A specific object of the invention is to provide non-gelling, stable suspensions of built-up heavy duty non-aqueous liquid nonionic detergent detergent compositions containing an effective amount of an amphoteric detergent sufficient to enhance the cleaning performance of strengthen the composition at high temperature.

These other objects of the invention are achieved by providing a non-aqueous liquid laundry detergent composition, which soils dirty fabrics in an aqueous washing liquid at elevated temperatures of at least about 60 ° C to about 90 ° C and higher to the boiling temperature of water of about 100 ° C can wash, which composition contains a nonionic surfactant, as well as amphoteric surfactant in sufficient amount to enhance the cleaning performance of the nonionic surfactant at elevated temperatures.

<88 02 145 -13-

These objectives are achieved by preparing a detergent composition by adding to the non-aqueous liquid non-ionic surfactant an effective amount of an amphoteric detergent agent which is sufficient to enhance the high temperature cleaning performance of the composition.
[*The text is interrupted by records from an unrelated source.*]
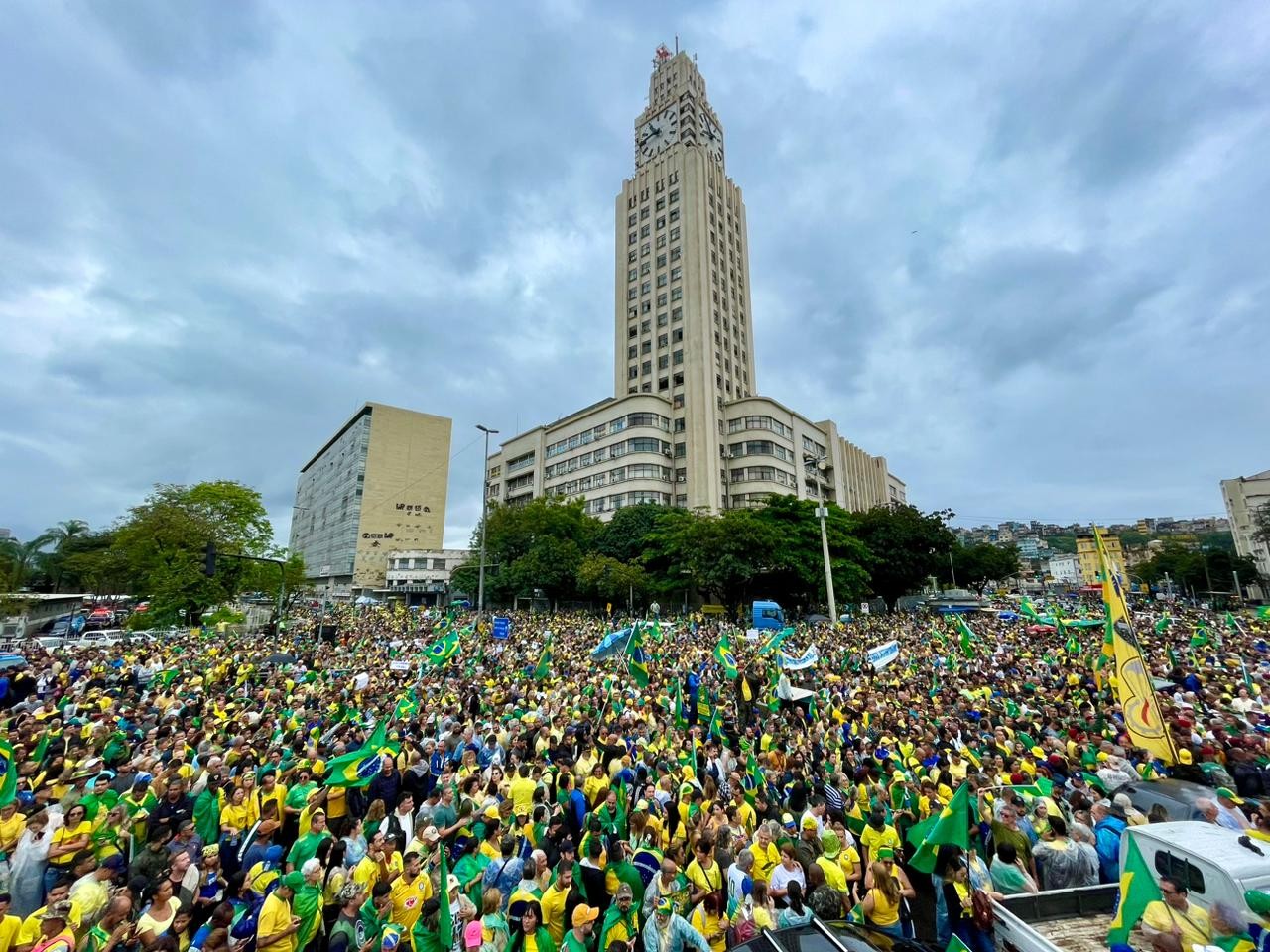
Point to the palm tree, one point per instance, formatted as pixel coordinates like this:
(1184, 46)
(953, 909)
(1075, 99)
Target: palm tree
(64, 531)
(18, 560)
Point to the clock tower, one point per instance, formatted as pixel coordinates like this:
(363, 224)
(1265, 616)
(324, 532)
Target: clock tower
(684, 326)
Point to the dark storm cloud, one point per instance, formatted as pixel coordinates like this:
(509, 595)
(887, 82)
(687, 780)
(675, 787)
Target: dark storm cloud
(1020, 252)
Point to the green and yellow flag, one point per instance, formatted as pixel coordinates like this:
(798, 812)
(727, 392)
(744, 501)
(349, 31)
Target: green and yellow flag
(443, 649)
(8, 774)
(1137, 889)
(952, 826)
(544, 667)
(636, 658)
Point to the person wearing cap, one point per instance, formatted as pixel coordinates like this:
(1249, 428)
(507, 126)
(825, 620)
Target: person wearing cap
(113, 928)
(1173, 923)
(307, 846)
(276, 928)
(670, 932)
(343, 932)
(55, 929)
(578, 938)
(1228, 812)
(621, 920)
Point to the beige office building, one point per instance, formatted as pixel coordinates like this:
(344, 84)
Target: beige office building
(1089, 563)
(379, 485)
(1243, 497)
(686, 425)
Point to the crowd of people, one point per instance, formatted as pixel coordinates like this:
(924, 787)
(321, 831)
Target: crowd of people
(175, 796)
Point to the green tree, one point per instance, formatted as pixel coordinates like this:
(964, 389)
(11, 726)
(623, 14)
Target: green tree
(21, 560)
(624, 536)
(539, 544)
(906, 546)
(978, 565)
(163, 540)
(611, 579)
(721, 555)
(797, 572)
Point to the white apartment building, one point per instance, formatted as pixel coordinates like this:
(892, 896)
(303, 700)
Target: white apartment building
(686, 425)
(1065, 567)
(422, 576)
(1243, 497)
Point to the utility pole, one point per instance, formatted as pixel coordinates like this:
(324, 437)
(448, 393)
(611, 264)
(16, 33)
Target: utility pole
(484, 506)
(822, 512)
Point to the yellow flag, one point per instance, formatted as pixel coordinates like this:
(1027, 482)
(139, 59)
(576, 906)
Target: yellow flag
(1138, 701)
(1112, 585)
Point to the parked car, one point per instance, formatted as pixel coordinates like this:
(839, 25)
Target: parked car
(818, 936)
(1176, 796)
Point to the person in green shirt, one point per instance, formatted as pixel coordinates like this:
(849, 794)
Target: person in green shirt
(100, 797)
(112, 929)
(532, 936)
(621, 920)
(307, 847)
(578, 938)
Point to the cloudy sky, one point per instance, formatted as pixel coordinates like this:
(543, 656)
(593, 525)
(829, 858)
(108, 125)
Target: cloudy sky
(1019, 249)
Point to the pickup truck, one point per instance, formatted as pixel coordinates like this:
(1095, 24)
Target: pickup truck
(1209, 860)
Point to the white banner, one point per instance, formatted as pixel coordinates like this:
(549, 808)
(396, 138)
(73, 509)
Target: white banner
(806, 660)
(883, 654)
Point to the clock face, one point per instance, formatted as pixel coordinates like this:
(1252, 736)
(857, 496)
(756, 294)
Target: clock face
(658, 134)
(711, 136)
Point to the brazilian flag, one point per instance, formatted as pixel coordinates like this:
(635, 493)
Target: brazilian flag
(408, 705)
(724, 656)
(636, 658)
(358, 767)
(443, 649)
(544, 670)
(8, 774)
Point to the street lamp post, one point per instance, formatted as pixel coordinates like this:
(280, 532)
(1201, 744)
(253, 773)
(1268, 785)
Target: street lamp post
(820, 465)
(484, 504)
(822, 512)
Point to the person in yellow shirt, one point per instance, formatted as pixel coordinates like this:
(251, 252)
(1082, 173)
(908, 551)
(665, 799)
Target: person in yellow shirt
(1173, 921)
(703, 873)
(376, 866)
(12, 825)
(554, 898)
(878, 835)
(411, 890)
(522, 789)
(9, 925)
(276, 928)
(766, 855)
In a preferred embodiment of the invention, the composition contains inorganic or organic fiber-treating additives, for example, viseosity improvers to one or more anti-gelling agents, anti-settling agents, anti-crusting agents, pH control agents, bleaching agents, bleach activators, anti-foaming agents , optical brighteners, enzymes, anti-redeposition agents, perfume and dyes.

The invention, by the addition of the amphoteric surfactant, allows the use of the less expensive and readily available nonionic surfactants and requires significantly less amounts of the surfactants to obtain an equivalent or better cleaning behavior at elevated temperatures.

In accordance with the invention, the cleaning performance of a non-aqueous nonionic surfactant detergent composition is significantly improved by the addition of an effective amount of an amphoteric detergent compound.

The addition of relatively small amounts of the amphoteric detergent to the detergent compositions is sufficient to markedly improve the cleaning performance of the detergent compositions at high temperature.

The compositions of the invention contain as an essential ingredient an amphoteric surfactant compound.

It was unexpectedly found that the cleaning behavior of non-aqueous liquid non-ionic capillary. High temperature active detergent compositions can be markedly improved by adding an amphoteric surfactant, for example, a carboxyethylated higher fatty alkyl (e.g., coco) imidazoline 5 amphoteric compound.

The amphoteric surfactant compound can be added to the composition in an amount of 2-30 wt%, preferably, preferably 2-20 wt%, most preferably 3-10 wt%, based on the composition.

In a preferred embodiment, which is particularly suitable for washing soiled fabrics in an aqueous wash water with an elevated temperature in the range of 60-100 ° C, for example of 80-90 ° C, the detergent composition contains in addition to the nonionic surfactant-an amphoteric surfactant compound in sufficient amount to improve the cleaning performance of the composition at elevated temperatures.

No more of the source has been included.